5. After calculation is complete, display result. Set the object pixels to full pixel intensity (255). Background
pixels are set to 0, creating a binary image showing foreground and background.

It took five iterations to calculate the iterative optimal treshold value for the infamous Lenna image, calculated to be 162 in pixel intensity.
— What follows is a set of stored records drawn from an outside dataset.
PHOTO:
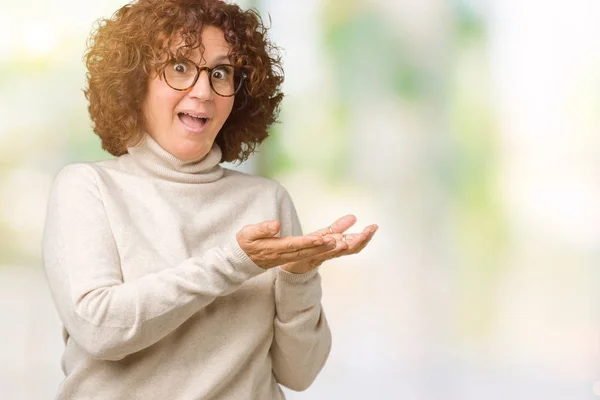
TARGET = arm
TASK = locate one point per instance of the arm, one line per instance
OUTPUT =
(302, 339)
(108, 318)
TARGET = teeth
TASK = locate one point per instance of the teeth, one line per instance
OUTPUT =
(195, 116)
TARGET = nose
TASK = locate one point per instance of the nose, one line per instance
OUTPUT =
(202, 89)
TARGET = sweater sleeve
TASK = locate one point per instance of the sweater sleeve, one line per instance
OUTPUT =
(107, 317)
(302, 339)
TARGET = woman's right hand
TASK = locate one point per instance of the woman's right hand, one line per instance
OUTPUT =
(258, 241)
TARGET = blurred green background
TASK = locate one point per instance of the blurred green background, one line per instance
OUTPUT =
(467, 129)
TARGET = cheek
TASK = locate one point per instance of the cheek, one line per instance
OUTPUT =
(225, 107)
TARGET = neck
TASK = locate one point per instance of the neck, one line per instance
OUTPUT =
(149, 159)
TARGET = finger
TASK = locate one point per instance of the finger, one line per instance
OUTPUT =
(339, 226)
(291, 244)
(306, 253)
(357, 242)
(266, 229)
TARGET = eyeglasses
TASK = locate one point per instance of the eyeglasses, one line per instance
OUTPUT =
(225, 79)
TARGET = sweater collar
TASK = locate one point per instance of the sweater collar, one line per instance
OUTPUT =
(149, 159)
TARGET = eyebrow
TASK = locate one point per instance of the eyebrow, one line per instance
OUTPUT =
(223, 58)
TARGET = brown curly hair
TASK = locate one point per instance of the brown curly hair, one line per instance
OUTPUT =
(124, 51)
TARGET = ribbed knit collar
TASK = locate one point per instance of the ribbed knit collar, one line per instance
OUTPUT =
(149, 159)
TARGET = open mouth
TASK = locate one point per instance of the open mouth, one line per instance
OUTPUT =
(193, 122)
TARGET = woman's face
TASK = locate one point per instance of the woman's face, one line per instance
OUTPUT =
(166, 111)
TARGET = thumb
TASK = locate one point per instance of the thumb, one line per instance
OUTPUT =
(266, 229)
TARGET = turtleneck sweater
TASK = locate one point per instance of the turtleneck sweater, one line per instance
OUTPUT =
(156, 297)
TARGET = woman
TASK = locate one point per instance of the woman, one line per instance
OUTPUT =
(176, 278)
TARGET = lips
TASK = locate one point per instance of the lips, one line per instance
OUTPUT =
(193, 122)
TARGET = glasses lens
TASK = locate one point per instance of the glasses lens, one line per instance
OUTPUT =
(180, 74)
(225, 80)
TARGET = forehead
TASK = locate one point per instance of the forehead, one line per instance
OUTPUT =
(211, 40)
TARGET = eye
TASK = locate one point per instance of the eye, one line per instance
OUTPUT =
(221, 72)
(181, 67)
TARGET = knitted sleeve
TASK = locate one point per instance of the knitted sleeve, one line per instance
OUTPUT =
(302, 339)
(106, 317)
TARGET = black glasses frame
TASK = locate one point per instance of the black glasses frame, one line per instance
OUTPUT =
(199, 69)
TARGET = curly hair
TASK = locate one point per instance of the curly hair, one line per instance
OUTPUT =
(125, 50)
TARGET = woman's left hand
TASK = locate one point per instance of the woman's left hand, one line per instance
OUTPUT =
(346, 244)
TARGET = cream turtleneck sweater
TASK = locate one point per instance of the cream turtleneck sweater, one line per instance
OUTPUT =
(158, 300)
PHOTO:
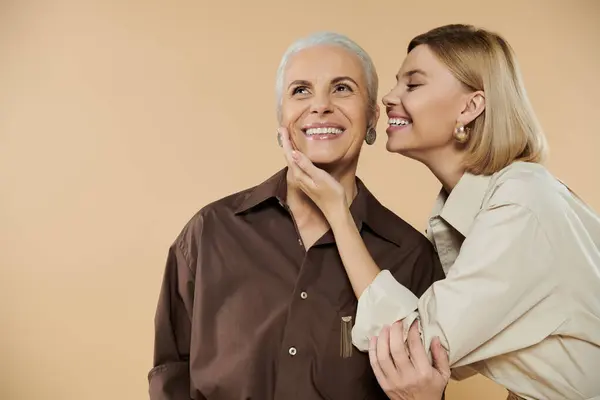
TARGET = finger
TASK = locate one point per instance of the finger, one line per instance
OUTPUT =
(305, 164)
(397, 348)
(441, 362)
(375, 362)
(384, 355)
(287, 145)
(299, 175)
(418, 355)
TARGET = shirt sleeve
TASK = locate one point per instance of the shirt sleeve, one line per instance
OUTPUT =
(498, 296)
(169, 378)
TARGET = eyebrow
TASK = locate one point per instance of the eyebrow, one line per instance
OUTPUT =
(333, 81)
(410, 73)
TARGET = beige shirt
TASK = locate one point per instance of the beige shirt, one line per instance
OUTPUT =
(521, 300)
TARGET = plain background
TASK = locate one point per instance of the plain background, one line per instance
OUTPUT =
(120, 119)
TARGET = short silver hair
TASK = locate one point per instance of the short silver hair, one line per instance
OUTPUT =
(333, 39)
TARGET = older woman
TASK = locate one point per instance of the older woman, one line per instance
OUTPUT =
(255, 302)
(520, 303)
For an average picture one would expect the value to be above 140 - 180, if the picture is grayscale image with good contrast.
Result:





IMPLEMENTATION - OptimalTresholdFilter.cs 




using System;
using System.Collections.Generic;
using System.Linq;
using System.Text;

namespace ImageAlgorithms.Filters.Treshold
{
public class OptimalTresholdFilter : ImageFilterBase
{

int objectPixelSum = 0;
int backgroundPixelSum = 0;
int currentTresholdValue = 0;
int nextTresholdValue = 0;
int objectPixelsCount = 0;
int backgroundPixelCount = 0;

public OptimalTresholdFilter()
{
Header = "Optimal treshold filter";
FilterType = FilterTypeEnum.TresholdFilter;
}

public override void FilterProcessImage(int width, int height)
{
//base.FilterProcessImage(width, height);

//Read first four pixels (edges of image)
//Calculate the average of object pixels and background pixels
//Let avg+1 = average of background pixels and object pixels
//if avg+1 and avg is the same, stop, else continue.
CalculateAverage(width, height, 0);
DisplayTresholdImage(width, height);
}

private void DisplayTresholdImage(int width, int height)
{
for (int i = 0; i < width; i++)
{
for (int j = 0; j < height; j++)
{
int position = (j*width) + i;
if (TemporaryImageData[i, j] > nextTresholdValue)
{
ResultingImageData[position] = 255;
}
else
{
ResultingImageData[position] = 0;
}
}
}

}

private void CalculateAverage(int width, int height, int iteration)
{
InitFilterIteration();
CheckInitialStep(width, height, iteration);
TraverseImageBackgroundForeground(width, height, iteration);
CheckPixelCounts();
CalculateNextTreshold();
if (nextTresholdValue != currentTresholdValue && iteration < 100)
{
currentTresholdValue = nextTresholdValue;
CalculateAverage(width, height, iteration + 1);
}
}

private void CalculateNextTreshold()
{
nextTresholdValue = ((objectPixelSum / objectPixelsCount) +
(backgroundPixelSum / backgroundPixelCount)) / 2;
}

private void TraverseImageBackgroundForeground(int width, int height, int iteration)
{
for (int i = 0; i < width; i++)
{
for (int j = 0; j < height; j++)
{
if (TemporaryImageData[i, j] > currentTresholdValue)
{
AddToObjectPixels(i, j);
}
else
{
if (iteration > 0)
{
AddToBackgroundPixels(i, j);
}
}
}
}
}

private void AddToBackgroundPixels(int i, int j)
{
backgroundPixelSum += TemporaryImageData[i, j];
backgroundPixelCount++;
}

private void AddToObjectPixels(int i, int j)
{
objectPixelSum += TemporaryImageData[i, j];
objectPixelsCount++;
}

private void CheckInitialStep(int width, int height, int iteration)
{
if (iteration == 0)
{
backgroundPixelSum = (TemporaryImageData[0, 0] + TemporaryImageData[width - 1, 0] +
TemporaryImageData[0, height - 1] +
TemporaryImageData[width - 1, height - 1]);
backgroundPixelCount = 4;
currentTresholdValue = backgroundPixelSum / backgroundPixelCount;
}
}

private void CheckPixelCounts()
{
objectPixelsCount = Math.Max(1, objectPixelsCount);
backgroundPixelCount = Math.Max(1, backgroundPixelCount);
}

private void InitFilterIteration()
{
backgroundPixelCount = 0;
objectPixelsCount = 0;
backgroundPixelSum = 0;
objectPixelSum = 0;
}
}
}



Download the latest version of the algorithms demo (v1.1.) to test out the optimal treshold filter. As you can see in the code above, the class inherits from ImageFilterBase, which handles some of the "logistics" around the image filter (loading the filter and showing the result).